We know that ad spend is collapsing report after report  is showing, this. To quote the marketingprofs report, which is a stalwart of the marketing sector.

"Engagement with social media advertising has also declined ... because audiences are turning to more organic content than paid."

"The researchers found the average global CTR (click through rate) across the 18 industries examined was down 17.2% in mid-March compared with the start of the year."

Historic Marketing was predicated on waste: Wasted time, wasted effort wasted money. A lot of ignored noise and messages trying and interrupt someone into paying you attention – It’s all ‘hit and hope’.

We have to measure our success in Marketing in £, $, or € - If we spend 1 we want to know we are getting 2 back and we need to know when.

With Strategic Social Media we run on data and turn this model on its head. 

We get your team creating rich and diverse content around the subjects and issues you want to be known for and their Network rally round - the people who are interested react and engage and give you the opportunity to have conversations (see prospecting above). 

The average LinkedIn user today has around 1000 connections – do the maths. If 10 of your team created 3 pieces of good, optimised content per week….and then add the connections of the connections and their connections….

We have trained technical teams in this who’ve never considered Social media before, and they bring in the results. In many cases more than other groups because their content usually hits home with the Technical Buyer, so we make sure their content is biased towards that group.

We usually find that this alarms people who know and work in ‘traditional’ Marketing circles – but there is no need.
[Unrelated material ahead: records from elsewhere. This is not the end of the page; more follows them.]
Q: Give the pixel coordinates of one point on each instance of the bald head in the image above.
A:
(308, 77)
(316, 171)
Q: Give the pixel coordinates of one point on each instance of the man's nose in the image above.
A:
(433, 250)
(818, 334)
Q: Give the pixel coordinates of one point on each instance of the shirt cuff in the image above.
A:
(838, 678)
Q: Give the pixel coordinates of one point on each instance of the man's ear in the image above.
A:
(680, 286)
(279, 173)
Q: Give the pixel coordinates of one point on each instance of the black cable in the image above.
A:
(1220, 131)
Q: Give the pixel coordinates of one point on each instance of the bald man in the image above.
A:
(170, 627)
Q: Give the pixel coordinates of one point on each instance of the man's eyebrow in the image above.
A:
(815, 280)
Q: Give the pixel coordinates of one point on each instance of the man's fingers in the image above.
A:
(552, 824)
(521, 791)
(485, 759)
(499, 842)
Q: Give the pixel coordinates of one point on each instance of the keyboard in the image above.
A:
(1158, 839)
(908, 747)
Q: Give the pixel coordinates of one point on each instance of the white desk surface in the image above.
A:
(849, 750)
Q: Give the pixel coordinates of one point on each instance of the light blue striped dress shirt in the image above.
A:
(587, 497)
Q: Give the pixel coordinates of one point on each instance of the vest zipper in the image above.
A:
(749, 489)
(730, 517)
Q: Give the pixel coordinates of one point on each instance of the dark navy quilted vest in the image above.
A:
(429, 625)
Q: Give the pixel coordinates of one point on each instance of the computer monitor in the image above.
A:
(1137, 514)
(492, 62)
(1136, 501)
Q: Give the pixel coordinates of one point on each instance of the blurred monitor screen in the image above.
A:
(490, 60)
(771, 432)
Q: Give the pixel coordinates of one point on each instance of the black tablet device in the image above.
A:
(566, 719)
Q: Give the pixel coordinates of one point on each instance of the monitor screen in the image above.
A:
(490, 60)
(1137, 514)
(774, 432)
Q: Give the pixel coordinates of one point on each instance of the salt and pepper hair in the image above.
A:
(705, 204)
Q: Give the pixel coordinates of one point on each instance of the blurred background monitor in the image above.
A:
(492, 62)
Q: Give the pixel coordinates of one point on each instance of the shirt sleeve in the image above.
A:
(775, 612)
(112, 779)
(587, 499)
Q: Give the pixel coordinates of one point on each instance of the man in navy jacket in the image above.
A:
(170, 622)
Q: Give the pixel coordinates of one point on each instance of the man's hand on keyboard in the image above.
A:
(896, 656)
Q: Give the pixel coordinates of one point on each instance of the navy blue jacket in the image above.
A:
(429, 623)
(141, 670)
The Marketing role evolves and becomes crucial in this new way of working. The central figure in curating and corralling all the new activity. 
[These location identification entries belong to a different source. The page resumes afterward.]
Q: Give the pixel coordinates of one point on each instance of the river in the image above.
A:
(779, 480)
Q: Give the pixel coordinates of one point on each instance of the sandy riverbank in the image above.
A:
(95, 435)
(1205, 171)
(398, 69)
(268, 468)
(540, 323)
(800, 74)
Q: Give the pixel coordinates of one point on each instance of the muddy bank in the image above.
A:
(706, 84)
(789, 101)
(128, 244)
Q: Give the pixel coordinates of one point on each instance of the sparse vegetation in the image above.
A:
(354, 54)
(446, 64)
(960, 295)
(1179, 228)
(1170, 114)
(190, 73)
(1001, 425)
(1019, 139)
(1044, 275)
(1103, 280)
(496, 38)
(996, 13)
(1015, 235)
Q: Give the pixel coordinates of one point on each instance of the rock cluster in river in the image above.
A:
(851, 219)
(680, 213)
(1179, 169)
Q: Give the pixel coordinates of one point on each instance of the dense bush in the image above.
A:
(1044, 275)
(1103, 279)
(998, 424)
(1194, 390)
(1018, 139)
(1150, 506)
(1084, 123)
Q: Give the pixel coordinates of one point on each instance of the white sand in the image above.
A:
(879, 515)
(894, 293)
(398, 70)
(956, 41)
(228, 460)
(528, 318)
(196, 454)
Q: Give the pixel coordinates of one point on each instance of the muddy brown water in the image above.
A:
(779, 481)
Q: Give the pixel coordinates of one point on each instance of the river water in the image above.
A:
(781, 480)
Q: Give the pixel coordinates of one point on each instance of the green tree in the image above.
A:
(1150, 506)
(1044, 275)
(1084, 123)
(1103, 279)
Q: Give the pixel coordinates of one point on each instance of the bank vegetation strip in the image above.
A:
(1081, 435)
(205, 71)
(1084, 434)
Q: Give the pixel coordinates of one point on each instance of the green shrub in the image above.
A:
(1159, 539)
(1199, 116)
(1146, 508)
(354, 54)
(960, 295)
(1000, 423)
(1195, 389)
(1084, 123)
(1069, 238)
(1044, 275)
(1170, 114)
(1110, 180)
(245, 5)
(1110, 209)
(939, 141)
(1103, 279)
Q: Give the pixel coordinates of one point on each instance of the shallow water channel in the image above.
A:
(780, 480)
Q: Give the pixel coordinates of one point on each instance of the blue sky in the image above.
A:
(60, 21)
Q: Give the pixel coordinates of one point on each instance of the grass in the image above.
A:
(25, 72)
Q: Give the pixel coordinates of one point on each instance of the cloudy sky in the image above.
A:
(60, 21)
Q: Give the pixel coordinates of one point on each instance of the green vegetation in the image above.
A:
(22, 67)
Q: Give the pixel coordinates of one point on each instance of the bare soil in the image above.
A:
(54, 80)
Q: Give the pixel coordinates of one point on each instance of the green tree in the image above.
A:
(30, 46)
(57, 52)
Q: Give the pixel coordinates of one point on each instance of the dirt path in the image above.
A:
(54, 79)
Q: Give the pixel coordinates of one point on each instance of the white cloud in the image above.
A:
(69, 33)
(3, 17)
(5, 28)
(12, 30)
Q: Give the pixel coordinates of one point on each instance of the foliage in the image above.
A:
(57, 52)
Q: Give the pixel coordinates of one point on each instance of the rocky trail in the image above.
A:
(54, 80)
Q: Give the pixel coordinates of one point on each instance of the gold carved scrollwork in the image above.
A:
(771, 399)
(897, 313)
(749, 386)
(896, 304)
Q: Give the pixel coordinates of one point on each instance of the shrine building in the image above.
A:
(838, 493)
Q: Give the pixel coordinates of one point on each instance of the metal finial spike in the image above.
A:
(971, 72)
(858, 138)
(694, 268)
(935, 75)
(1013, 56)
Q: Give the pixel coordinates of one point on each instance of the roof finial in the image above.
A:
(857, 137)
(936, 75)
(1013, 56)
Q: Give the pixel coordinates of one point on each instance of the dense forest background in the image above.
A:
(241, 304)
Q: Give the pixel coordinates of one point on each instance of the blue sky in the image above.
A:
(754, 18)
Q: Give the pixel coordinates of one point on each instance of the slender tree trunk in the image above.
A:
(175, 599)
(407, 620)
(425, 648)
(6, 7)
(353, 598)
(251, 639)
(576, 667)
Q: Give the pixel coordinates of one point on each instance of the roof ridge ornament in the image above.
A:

The same with Sales, someone must take this inbound and convert it to Purchase orders. We need your skills more than ever, because we have a hell of a lot more activity than we did.
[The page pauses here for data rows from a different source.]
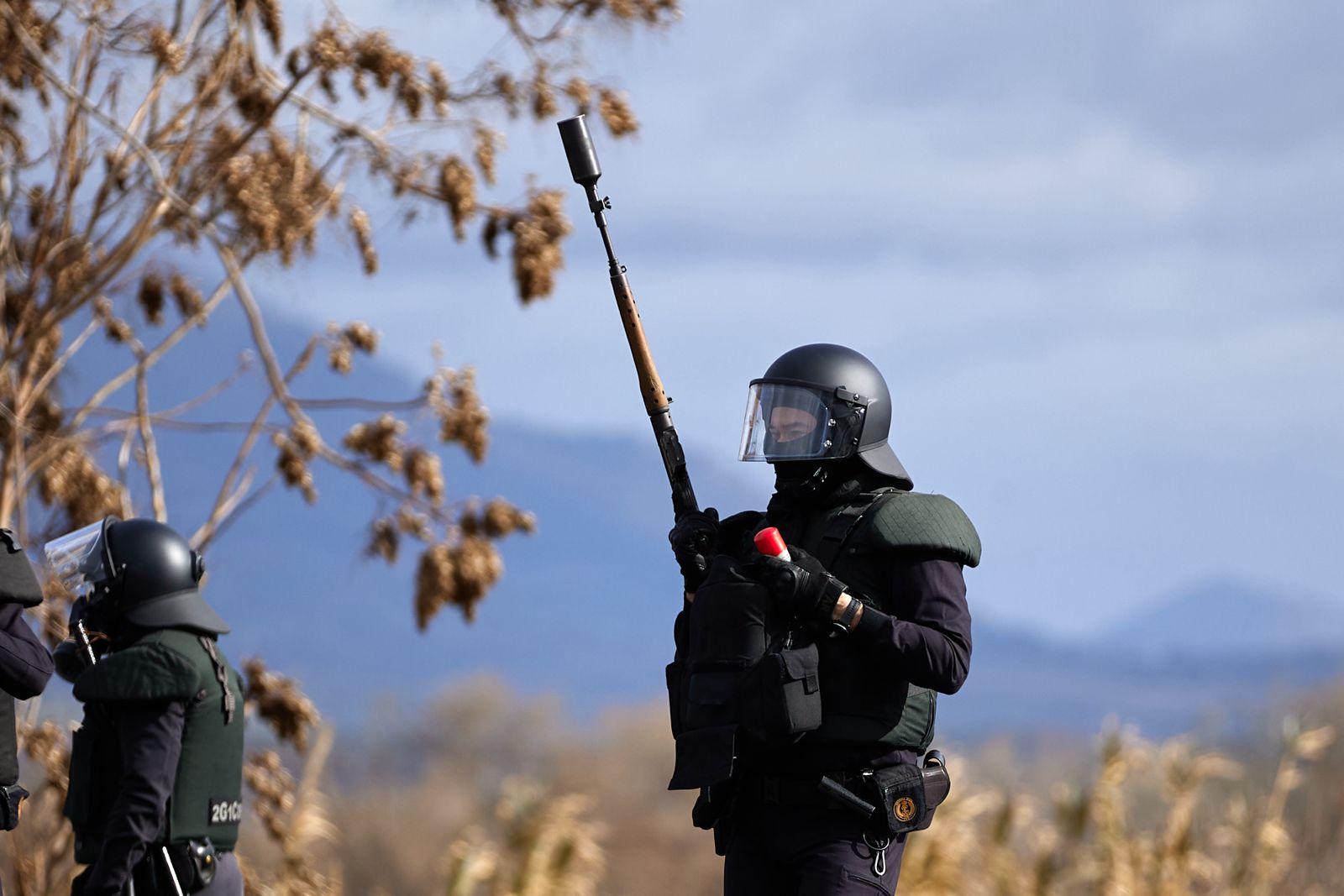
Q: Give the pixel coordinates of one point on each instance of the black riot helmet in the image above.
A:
(822, 402)
(136, 570)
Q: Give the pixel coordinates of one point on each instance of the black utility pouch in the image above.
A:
(909, 794)
(781, 694)
(194, 864)
(900, 799)
(11, 804)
Lets get back to the new model I spoke about earlier…. 

All your team can and should be trained in Social Media. They should have optimised profiles, be active in conversations and have a connection plan. They should be creating good quality content and interacting with responders.

Marketing is running all of this – Programming and scheduling, helping, and guiding, taking info from the Market, and tuning the internal activity to suit.

Sales are following up with all these new leads and inbound and doing what they always should have been doing, closing deals.

Your customers are not waiting for you to interrupt them and for you to broadcast at them with advertising, email and cold calling.

It annoys them, just as it annoys you and me, so why do it.

But your customers are on Social. So, connect to them and build relationships with them.

Social Selling & Influence enables your WFH sales force, in fact all your employees to prospect (sometimes called social marketing), to take employees through the sales process and for you to close them. This does not mean you don't have phone conversations or zoom calls, but social can be used all the way through the sales process to support the sales from opening to closing. 

Your small, remote working team are more efficient than they have ever been.

More effective teams with Social Selling & Influence

The Social Selling & Influence Business Case:

We expect each of the people we train in Social Selling & Influence to be able to make (if they follow the programme) at least one additional meeting per week (minimum). 

Let’s assume that 4 of those meetings turn into proposals and you close 1 of those proposals. 

That means you are closing one additional deal per quarter. If your average deal size is £100,000, then each salesperson is closing an additional £400,000 per year. 

As sales team of 10 will create £4 million additional revenue per annum. This isn’t a one off, this is every year.

You save money, maximise your exposure in the right areas and see your company transform.

As we move into a New Year, its important that your team have all the digital skills they need to network, prospect and close business online.